Subyace en este trabajo la convicción de que la democracia representativa en el mundo está en pañales; le pesan demasiado sus ropajes dieciochescos y decimonónicos. Además, su evolución sufrió en el siglo xx severos estancamientos, atrasos y regresiones debidas al comunismo y el fascismo, ambos formas del totalitarismo, y los diversos autoritarismos en los que América Latina, Asia y África llevamos la delantera (sin excluir a España, Grecia y Portugal).

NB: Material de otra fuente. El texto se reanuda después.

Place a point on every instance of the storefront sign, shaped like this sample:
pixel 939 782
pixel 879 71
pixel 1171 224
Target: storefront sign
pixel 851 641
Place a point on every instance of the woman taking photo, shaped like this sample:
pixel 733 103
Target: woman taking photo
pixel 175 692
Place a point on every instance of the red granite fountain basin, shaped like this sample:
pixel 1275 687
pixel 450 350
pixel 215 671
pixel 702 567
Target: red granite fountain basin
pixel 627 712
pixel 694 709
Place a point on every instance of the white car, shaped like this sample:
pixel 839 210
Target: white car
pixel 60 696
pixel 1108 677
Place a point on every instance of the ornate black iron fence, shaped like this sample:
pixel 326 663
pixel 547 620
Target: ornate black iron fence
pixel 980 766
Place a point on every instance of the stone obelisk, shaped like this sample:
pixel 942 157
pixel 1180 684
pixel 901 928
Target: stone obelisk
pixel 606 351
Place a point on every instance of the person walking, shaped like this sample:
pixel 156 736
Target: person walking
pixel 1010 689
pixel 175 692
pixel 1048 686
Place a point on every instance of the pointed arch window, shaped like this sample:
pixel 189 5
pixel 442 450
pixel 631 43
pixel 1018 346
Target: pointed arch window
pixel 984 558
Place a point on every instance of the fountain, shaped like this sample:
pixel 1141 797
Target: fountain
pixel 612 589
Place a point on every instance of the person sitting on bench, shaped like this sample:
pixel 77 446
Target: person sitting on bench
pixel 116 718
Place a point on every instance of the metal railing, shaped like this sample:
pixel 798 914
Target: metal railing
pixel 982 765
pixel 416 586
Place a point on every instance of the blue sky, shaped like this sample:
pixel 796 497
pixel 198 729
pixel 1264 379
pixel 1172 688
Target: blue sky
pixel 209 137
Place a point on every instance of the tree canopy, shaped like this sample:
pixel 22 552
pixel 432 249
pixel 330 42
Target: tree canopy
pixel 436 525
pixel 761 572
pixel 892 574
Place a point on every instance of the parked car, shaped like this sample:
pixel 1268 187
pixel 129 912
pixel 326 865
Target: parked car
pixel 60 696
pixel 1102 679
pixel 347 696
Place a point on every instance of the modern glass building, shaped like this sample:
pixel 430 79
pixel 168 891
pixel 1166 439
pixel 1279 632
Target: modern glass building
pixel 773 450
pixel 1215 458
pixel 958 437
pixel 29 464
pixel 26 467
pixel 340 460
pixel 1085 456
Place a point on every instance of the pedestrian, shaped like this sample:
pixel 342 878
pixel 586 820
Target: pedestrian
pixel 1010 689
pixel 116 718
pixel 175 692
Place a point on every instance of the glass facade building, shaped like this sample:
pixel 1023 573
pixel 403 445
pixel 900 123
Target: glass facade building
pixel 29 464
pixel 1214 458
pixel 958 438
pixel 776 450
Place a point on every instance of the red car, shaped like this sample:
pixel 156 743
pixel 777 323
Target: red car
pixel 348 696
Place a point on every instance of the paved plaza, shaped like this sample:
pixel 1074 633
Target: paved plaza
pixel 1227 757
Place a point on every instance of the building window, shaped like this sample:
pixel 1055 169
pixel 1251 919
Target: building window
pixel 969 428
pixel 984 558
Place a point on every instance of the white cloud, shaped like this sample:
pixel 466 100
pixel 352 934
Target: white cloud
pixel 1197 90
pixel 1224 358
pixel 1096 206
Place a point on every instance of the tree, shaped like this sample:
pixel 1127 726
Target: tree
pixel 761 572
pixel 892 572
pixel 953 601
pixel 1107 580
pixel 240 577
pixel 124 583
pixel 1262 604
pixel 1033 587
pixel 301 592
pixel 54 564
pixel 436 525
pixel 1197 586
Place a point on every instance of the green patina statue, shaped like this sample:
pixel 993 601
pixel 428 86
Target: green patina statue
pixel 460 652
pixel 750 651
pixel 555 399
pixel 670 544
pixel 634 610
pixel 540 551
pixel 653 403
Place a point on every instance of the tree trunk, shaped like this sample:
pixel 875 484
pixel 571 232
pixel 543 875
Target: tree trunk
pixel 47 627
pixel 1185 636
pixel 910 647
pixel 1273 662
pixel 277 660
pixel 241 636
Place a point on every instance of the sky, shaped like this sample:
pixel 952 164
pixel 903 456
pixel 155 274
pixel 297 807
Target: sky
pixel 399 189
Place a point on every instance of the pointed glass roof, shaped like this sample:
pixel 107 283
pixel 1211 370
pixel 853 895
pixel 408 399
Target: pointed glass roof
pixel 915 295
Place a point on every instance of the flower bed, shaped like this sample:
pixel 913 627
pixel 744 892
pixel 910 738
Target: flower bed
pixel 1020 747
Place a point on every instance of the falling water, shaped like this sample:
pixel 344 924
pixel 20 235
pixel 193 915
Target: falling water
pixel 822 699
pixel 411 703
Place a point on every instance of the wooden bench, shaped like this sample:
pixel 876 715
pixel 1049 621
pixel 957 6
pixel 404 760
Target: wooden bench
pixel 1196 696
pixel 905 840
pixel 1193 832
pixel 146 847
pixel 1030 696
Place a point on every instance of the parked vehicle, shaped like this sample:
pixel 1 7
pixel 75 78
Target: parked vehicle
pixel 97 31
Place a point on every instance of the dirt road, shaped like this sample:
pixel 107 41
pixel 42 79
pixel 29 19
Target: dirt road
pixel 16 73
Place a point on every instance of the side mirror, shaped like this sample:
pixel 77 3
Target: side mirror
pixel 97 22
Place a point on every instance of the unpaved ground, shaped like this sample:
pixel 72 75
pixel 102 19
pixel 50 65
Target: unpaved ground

La democracia representativa se encuentra en una etapa de desarrollo incipiente y tiene por delante una gama enorme de posibilidades inexploradas a las que hay que abrirse. Una forma de cerrarse es quedarse fijos en la dicotomía entre formación de mayorías frente a fidelidad de la representatividad o democracia representativa frente a democracia directa, cualquiera que sea el lado que se escoja. Es como quedarse encerrados en los mismos términos de la discusión a la que dieron origen Jean Jacques Rousseau y Alexander Hamilton.

La representación no excluye la participación o intervención, y menos si tomamos en cuenta las tecnologías de la comunicación. En el ámbito de la democracia representativa, el mundo ha avanzado sobre todo hacia sistemas que incrementan la calidad de la representación y la proporcionalidad de la misma. En ellos, la representación proporcional tiende a ser preferida y preferible a la regla de la mayoría. Buena parte de los sistemas parlamentarios son ejemplares en el asunto y tienden a coincidir, curiosamente, con situaciones de mayor igualdad y desarrollo. Existe una correlación significativa entre una mayor representación proporcional del electorado en los órganos legislativos y ejecutivos de gobierno y la solución de grandes problemas sociales como el desempleo y la distribución de la renta nacional. Se puede objetar que esta es una correlación y no una causalidad, pero antes de la objeción vale más prestar atención al asunto de fondo.

A medida que la representación política refleja más y mejor la diversidad de preferencias sociales, se produce una mayor negociación política sobre los temas de importancia para el cuerpo social. En las sociedades muy heterogéneas, aproximarse a esta situación es altamente favorable para modificar situaciones de pobreza, extrema desigualdad, exclusión, discriminación y formación de poderes particulares sin control que medran con la debilidad de la gran mayoría de los ciudadanos.